The objective is not merely to identify vulnerabilities, but to verify the ability of the entire organization to detect, respond to, and recover from an attack aligned with a realistic and coordinated threat scenario.
What is Threat-Led Penetration Testing and why are routine tests not sufficient?
Unlike a standard penetration test, TLPT:
Simulates an attack in its full complexity, including initial compromise, lateral movement, privilege escalation, persistence and data exfiltration.
Is driven by current threat intelligence and sector-specific attack scenarios.
Includes a coordination phase with a clearly defined scope, rules of engagement, identification of critical systems and defined testing objectives.
From a technical perspective, requires deep knowledge of attack vectors and the ability to replicate real-world adversary techniques, including exploitation of zero-day vulnerabilities, social engineering, obfuscation techniques or supply-chain attacks.
What are the requirements for testing teams?
DORA also emphasizes the quality and qualification of entities performing advanced testing.
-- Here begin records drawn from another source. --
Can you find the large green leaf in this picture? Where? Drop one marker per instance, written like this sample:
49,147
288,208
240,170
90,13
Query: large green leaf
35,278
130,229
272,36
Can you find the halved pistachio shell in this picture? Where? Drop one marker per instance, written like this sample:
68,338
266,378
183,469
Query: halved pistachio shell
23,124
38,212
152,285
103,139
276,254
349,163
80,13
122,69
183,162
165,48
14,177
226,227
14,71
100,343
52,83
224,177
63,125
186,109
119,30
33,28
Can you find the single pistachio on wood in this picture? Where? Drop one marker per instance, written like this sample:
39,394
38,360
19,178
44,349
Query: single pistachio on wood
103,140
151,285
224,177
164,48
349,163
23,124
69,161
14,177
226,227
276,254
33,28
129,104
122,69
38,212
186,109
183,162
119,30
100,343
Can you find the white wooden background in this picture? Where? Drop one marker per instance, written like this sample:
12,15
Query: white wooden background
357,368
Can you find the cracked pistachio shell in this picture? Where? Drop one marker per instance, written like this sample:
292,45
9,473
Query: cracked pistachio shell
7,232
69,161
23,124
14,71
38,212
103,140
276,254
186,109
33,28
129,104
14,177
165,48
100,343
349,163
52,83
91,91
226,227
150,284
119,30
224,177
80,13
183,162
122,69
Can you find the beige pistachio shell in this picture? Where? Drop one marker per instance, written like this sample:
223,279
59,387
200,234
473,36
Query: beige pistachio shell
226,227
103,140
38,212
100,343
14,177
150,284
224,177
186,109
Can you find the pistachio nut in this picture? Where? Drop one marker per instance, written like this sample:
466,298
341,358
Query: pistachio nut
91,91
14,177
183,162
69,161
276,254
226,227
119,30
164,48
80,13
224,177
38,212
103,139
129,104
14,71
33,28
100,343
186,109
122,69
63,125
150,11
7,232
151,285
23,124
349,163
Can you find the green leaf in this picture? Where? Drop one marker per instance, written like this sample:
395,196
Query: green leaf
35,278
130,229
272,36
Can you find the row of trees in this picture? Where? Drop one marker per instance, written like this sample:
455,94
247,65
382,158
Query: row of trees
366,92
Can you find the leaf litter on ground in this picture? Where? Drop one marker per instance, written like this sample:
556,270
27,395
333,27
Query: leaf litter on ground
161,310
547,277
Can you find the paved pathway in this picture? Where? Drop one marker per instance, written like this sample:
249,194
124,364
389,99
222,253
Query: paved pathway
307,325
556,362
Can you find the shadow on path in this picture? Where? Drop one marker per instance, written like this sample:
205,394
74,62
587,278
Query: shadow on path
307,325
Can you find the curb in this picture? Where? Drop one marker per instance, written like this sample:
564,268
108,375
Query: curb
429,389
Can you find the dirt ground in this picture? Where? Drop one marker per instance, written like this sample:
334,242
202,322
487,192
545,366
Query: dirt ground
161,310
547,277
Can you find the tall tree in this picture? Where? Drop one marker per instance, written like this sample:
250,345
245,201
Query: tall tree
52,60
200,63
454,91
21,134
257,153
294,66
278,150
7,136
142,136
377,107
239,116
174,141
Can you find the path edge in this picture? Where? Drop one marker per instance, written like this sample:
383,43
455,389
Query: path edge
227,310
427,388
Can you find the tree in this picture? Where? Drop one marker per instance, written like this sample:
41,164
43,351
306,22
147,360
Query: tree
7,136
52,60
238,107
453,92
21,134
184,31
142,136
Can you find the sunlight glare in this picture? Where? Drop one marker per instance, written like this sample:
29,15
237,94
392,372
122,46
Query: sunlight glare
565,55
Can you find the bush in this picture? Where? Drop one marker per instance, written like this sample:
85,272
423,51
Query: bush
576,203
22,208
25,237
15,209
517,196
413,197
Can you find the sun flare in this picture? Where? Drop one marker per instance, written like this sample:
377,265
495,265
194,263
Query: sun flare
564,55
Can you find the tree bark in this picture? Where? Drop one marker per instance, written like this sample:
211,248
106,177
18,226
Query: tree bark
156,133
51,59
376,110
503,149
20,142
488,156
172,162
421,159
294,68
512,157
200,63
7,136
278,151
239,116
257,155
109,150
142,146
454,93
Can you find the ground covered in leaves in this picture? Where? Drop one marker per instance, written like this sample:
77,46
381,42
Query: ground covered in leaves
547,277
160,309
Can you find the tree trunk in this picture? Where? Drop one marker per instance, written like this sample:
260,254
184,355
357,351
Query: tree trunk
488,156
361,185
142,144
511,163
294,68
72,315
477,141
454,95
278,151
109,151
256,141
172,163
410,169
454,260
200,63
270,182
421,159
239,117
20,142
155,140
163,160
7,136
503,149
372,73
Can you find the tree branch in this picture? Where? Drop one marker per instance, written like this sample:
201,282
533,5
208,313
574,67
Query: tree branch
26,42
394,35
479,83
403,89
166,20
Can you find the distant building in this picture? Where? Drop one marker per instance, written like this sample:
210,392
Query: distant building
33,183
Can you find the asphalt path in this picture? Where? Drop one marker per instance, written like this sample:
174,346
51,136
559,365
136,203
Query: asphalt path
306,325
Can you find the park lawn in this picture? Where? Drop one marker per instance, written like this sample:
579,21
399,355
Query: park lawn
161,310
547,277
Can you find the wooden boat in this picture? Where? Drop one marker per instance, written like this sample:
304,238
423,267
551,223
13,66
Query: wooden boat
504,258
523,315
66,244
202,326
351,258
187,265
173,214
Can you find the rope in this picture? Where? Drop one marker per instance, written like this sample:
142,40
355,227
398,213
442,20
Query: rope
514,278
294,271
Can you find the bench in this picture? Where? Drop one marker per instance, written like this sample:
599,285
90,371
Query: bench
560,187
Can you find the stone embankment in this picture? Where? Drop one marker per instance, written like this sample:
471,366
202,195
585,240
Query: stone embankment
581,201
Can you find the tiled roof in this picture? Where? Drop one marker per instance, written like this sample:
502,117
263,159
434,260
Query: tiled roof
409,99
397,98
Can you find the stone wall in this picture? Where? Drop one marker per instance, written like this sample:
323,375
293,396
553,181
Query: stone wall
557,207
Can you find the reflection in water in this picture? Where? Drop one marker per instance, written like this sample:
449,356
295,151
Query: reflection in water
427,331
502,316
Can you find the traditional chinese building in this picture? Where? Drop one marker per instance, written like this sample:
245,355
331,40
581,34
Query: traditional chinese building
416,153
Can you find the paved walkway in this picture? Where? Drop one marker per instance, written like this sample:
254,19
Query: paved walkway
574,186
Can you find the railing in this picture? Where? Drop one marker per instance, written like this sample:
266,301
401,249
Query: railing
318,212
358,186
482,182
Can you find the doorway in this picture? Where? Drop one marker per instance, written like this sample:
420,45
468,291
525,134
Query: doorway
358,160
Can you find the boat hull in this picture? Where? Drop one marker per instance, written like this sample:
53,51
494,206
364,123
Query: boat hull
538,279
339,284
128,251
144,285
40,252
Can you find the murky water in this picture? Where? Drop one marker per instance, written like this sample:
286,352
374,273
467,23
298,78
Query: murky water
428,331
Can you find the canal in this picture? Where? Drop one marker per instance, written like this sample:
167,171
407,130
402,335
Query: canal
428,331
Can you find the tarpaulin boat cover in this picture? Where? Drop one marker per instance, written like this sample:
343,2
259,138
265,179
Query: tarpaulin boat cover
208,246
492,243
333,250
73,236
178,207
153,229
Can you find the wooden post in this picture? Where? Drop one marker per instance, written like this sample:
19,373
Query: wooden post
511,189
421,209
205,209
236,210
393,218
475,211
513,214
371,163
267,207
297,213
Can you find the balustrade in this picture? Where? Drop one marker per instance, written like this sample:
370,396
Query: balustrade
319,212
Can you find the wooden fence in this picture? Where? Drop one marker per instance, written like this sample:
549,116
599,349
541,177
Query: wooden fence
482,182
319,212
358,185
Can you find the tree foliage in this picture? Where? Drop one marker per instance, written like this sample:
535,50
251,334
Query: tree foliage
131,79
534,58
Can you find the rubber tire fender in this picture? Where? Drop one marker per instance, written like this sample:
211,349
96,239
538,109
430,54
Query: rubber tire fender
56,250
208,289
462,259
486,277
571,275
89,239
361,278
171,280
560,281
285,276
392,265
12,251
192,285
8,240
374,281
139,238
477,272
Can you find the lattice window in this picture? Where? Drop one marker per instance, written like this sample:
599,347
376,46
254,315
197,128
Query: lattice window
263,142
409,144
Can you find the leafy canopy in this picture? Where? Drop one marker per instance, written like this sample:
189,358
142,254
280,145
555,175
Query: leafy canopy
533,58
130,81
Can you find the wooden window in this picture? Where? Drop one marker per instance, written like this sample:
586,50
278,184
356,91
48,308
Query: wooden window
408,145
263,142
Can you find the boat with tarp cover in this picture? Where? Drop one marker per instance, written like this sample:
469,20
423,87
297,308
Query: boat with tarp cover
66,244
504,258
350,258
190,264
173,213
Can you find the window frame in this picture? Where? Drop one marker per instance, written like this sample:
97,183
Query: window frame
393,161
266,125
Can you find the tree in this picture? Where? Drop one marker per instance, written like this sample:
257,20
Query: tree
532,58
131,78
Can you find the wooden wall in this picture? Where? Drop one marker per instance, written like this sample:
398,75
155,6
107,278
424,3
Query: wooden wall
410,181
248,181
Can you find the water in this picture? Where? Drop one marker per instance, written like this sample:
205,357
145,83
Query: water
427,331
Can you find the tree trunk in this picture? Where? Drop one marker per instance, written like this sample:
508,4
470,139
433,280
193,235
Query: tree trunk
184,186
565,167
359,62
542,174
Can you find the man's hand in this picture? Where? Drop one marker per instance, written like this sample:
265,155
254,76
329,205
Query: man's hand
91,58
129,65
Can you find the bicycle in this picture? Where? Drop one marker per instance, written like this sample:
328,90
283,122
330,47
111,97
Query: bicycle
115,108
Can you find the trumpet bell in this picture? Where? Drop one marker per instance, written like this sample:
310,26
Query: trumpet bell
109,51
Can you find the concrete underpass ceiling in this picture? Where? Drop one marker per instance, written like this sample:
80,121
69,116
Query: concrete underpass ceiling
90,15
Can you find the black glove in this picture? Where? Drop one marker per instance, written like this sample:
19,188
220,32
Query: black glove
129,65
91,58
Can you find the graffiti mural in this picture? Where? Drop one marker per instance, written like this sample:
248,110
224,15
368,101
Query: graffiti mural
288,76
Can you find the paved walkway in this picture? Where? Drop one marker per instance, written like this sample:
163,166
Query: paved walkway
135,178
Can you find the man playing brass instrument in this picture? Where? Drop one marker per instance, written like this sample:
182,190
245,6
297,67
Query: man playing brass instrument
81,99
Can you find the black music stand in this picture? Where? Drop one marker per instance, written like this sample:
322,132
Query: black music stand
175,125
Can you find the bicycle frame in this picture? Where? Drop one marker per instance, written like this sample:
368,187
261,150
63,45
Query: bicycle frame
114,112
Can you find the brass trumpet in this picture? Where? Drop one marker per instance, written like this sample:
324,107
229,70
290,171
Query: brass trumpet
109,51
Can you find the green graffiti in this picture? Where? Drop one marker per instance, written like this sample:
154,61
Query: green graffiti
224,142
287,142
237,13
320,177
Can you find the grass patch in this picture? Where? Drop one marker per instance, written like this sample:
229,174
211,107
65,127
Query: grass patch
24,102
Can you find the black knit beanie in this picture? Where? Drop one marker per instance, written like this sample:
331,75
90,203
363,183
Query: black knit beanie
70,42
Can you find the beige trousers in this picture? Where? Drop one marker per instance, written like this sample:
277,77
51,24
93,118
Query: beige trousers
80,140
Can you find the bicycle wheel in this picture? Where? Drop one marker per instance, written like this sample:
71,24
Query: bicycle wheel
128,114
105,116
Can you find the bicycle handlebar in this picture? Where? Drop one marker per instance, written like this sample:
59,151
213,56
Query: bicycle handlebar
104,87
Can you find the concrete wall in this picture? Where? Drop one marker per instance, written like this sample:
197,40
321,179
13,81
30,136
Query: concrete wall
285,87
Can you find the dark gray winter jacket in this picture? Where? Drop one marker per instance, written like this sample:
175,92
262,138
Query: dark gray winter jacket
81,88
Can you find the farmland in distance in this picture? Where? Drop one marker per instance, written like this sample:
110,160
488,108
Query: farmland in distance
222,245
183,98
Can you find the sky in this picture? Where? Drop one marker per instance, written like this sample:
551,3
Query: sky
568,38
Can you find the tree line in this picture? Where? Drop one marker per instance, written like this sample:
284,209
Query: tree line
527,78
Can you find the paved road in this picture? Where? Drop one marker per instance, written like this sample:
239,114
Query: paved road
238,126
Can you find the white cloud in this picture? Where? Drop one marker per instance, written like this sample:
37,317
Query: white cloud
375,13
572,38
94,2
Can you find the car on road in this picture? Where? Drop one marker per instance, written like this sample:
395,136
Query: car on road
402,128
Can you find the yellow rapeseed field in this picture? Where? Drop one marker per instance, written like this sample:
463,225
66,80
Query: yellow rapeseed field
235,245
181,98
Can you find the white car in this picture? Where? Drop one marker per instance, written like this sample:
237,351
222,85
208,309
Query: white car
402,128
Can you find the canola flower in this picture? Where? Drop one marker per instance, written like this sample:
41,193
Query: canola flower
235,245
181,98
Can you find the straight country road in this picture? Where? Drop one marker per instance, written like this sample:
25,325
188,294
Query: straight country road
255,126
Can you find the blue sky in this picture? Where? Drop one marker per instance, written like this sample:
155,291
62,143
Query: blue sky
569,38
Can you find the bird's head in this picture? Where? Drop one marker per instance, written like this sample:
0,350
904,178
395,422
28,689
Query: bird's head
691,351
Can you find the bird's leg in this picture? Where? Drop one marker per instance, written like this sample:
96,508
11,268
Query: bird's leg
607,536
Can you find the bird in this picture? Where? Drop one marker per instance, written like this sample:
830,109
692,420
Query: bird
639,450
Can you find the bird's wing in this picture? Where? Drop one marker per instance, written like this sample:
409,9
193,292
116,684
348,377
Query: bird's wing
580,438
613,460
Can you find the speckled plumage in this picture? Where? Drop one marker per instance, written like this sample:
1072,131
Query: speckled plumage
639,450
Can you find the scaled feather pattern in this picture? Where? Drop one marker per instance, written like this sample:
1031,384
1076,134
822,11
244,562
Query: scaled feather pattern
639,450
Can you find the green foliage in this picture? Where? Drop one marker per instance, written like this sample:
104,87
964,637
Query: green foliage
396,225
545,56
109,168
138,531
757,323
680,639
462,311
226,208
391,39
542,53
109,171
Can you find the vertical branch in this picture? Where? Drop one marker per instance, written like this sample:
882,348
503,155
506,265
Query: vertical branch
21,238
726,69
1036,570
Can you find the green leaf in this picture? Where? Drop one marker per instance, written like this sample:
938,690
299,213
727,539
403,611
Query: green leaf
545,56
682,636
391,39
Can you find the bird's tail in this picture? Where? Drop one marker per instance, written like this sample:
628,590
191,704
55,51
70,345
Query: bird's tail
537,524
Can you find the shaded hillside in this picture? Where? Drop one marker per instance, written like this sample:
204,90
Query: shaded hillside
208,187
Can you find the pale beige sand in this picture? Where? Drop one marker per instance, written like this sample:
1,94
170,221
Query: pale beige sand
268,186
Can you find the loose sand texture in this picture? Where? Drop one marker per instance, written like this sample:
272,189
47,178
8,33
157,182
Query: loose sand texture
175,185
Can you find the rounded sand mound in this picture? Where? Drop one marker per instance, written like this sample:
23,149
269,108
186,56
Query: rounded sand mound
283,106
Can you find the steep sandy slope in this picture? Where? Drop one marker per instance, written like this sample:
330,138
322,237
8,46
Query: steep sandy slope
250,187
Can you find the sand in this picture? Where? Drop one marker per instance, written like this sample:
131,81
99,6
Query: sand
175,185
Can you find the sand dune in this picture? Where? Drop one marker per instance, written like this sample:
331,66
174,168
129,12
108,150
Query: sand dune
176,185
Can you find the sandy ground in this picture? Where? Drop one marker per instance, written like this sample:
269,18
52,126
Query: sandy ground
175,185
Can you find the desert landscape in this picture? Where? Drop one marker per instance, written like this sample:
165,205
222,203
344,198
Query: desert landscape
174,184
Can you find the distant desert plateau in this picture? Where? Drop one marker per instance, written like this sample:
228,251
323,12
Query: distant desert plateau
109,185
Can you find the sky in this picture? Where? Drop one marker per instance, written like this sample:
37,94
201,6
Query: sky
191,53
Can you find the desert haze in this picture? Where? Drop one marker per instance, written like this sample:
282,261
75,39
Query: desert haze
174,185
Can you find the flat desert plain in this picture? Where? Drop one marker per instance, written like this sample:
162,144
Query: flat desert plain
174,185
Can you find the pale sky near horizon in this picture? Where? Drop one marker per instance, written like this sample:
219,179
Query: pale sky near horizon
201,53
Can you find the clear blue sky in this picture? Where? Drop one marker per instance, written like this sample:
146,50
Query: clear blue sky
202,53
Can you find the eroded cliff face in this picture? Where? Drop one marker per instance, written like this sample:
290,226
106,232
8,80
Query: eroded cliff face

Testers must meet strict criteria, including:
Being reputable professionals with proven technical and organizational expertise and specific domain knowledge.
Holding appropriate certifications and undergoing independent audits or demonstrating proper risk management practices in testing.
Maintaining adequate professional liability insurance to cover potential damages.
If an institution intends to use its own internal red team, it must obtain regulatory approval and ensure organizational independence of the internal team (to avoid conflicts of interest). Operational threat intelligence for the specific scenario must be provided by a qualified third-party provider.